Google AI Learns Continuously, Gains Human-Like Long-Term Memory with Titans.
Google's Titans and MIRAS overcome static AI, enabling models to continuously learn, remember, and adapt like humans.
December 5, 2025

In a significant stride towards creating more dynamic and adaptable artificial intelligence, Google has detailed a new architecture named Titans, complemented by a theoretical framework called MIRAS.[1][2] These initiatives tackle one of the most persistent challenges in AI: developing models that can learn continuously from new information after their initial training.[3] The goal is to move beyond the current paradigm of static AI, which remains largely fixed in its knowledge, and cultivate systems that possess a functional long-term memory, allowing them to evolve and update in real-time.[2][4]
The vast majority of today's advanced AI models, including the powerful large language models that have captured public attention, are based on the Transformer architecture. While revolutionary, Transformers have a fundamental limitation: their knowledge is frozen at the end of a computationally intensive training phase.[5][4] Introducing new information typically requires extensive retraining, a process that is both costly and time-consuming.[6][7] Furthermore, these models often struggle with "catastrophic forgetting," a phenomenon where learning new tasks causes the model to abruptly lose proficiency in tasks it had previously mastered.[8][6][9] This static nature restricts their ability to adapt to ever-changing environments and retain information over extended periods, a key component of human-like intelligence.[10][11] The computational cost also increases dramatically as the length of the data sequence grows, limiting the ability of Transformers to handle the extremely long contexts required for tasks like genomic analysis or understanding entire documents.[2]
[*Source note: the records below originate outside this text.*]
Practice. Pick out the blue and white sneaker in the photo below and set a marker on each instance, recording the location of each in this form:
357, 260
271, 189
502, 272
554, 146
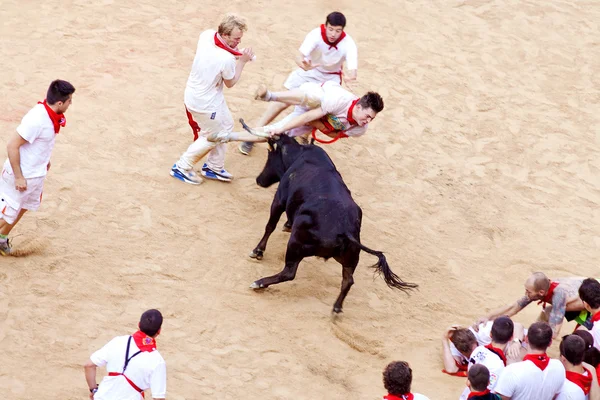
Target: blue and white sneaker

The Titans architecture directly confronts these limitations by introducing a sophisticated memory system inspired by human cognition.[8][5] It integrates distinct components for short-term and long-term memory, enabling the AI to process immediate information while simultaneously storing and retrieving historical context.[12][4] A key innovation within Titans is the "surprise metric," which allows the model to prioritize and memorize unexpected or pivotal pieces of information it encounters during use, a process Google refers to as "test-time memorization."[2][5] This mimics the human tendency to remember surprising events more vividly.[13] By dynamically learning what to remember, what to forget, and how to retrieve information, Titans can handle massive amounts of data without losing track of crucial details.[8][12] The architecture is designed to be flexible, with different configurations that allow it to combine historical and current data to enrich context or use long-term memory as a distinct processing layer for deeper integration.[12]
Providing the theoretical foundation for Titans and similar future architectures is the MIRAS framework.[2] Google describes MIRAS as the "blueprint" for building models capable of this real-time adaptation.[2] Instead of compressing information into a fixed state, MIRAS allows a model to actively learn and update its own internal parameters as new data streams in.[2] The framework defines a sequence model through four main components: the memory architecture that stores information, the attentional bias that determines what the model prioritizes, a retention gate that balances learning new knowledge against retaining past information, and the memory algorithm that updates the memory.[2] MIRAS reinterprets the concept of "forgetting" as a form of regularization, ensuring the model doesn't deviate too far from its past state while incorporating new details into its core knowledge.[2][14] This framework combines the speed of recurrent neural networks (RNNs) with the accuracy of Transformers, aiming for both efficiency and performance.[2][15]
The development of Titans and MIRAS signals a potential paradigm shift in the field of artificial intelligence, moving closer to systems that can learn and reason in a more human-like manner. The implications for the industry are vast. AI assistants could maintain context over years of conversations and scientific literature, and systems could become far more adept at spotting anomalies in large datasets, such as in medical scans or financial transactions.[8] For businesses, this could translate to enhanced AI writing assistants that maintain style across long documents or more sophisticated content personalization based on extensive user histories.[16] While the technology is still in its early stages and faces challenges in scaling and real-world implementation, early benchmarks show Titans outperforming existing models on various tasks, including language modeling and commonsense reasoning.[8][2] By enabling AI to learn from its ongoing interactions with the world, these projects lay the groundwork for more intuitive, flexible, and genuinely intelligent systems.[8]